Went with grail's awk - much quicker than the sed/paste/awk looping

for the array im doing a count on the file to get the maximum number of columns ($maxfile) and building an array of the odd numbered columns from 3 to $maxfile (to be the y values in a graph, the x value is column 1). the only way ive seen in bash is to use eval with {A..Z}

Code:

# build array for alternate columns
for i in $(eval echo {3..$maxfile}); do
	if [[ $((i % 2)) != 0 ]]; then
	    oddcol=($i)
		printf "%4d: %s\n" $i ${oddcol[$i]}
	fi
done

problem with this is that the output array is unpopulated

Code:

How can i populate this array with the index?

Code:

   3:3
   5:5
   7:7
   9:9
  11:11
etc..

grail · 05-23-2013, 04:15 AM

IF I am following (big IF as really not sure), then I have 2 suggestions:

1. Don't use eval as it really is not needed, simply create a standard for loop (see below)
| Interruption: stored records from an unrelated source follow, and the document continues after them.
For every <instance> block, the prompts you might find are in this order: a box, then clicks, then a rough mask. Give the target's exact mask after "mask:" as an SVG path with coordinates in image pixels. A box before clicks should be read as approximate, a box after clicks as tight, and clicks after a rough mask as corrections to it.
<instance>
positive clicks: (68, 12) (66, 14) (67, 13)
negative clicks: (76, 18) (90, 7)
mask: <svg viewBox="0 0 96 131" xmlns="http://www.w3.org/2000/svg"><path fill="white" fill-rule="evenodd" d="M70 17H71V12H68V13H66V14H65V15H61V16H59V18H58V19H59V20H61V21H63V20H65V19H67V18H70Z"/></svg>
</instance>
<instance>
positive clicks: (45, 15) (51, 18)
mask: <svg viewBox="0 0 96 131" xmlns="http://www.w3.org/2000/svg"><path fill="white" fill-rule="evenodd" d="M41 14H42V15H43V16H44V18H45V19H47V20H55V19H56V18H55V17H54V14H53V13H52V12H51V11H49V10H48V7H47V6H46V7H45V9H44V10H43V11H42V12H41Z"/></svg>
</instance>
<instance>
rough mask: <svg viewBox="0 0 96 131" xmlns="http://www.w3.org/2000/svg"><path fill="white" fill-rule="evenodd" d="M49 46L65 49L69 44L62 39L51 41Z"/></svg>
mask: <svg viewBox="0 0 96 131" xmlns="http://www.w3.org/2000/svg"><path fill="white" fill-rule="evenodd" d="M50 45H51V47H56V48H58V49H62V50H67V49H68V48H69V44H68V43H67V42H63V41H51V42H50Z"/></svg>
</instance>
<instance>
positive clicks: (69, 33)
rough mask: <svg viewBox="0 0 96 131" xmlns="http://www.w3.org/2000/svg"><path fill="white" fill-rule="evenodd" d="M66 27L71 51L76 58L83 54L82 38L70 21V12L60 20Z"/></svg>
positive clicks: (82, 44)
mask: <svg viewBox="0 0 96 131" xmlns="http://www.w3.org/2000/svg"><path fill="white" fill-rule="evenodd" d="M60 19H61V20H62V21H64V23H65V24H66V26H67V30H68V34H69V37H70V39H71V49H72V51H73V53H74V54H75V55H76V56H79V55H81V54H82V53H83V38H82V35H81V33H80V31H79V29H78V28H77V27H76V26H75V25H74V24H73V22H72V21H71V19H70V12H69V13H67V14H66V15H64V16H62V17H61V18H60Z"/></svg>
2. Each time you add to the array the index starts at zero and is incremented by one, however, you are calling the array at the same index as the column position, ie at 3 we add to the array the first
value but this will be at index 0 ... hence we would need to call ${oddcol[0]} and NOT ${oddcol[3]} (which is the value of 'i' at this point

So if above is correct:

Code:

j=0
for (( i = 3; i <= maxfile; i+=2 ))
do
    oddcol+=($i)
    printf "%4d: %s\n" $i ${oddcol[j++]}
done

konsolebox · 05-23-2013, 04:35 AM

Quote:

Originally Posted by grail

Well assuming the order is present, the initial part is relatively easy:

Code:

awk '$1 != x{i=1;x=$1}{line[i] = line[i] (line[i]?FS:"") $0;i++}END{for(j in line)print line[j]}' file

But I would still need more details on the array part??

grail excuse me but i don't see a part where it cycles back in the array after 200 lines?

Quote:

Originally Posted by eamesj

the only way ive seen in bash is to use eval with {A..Z}

I would have a big guess that you haven't seen or didn't bother to check my post at all?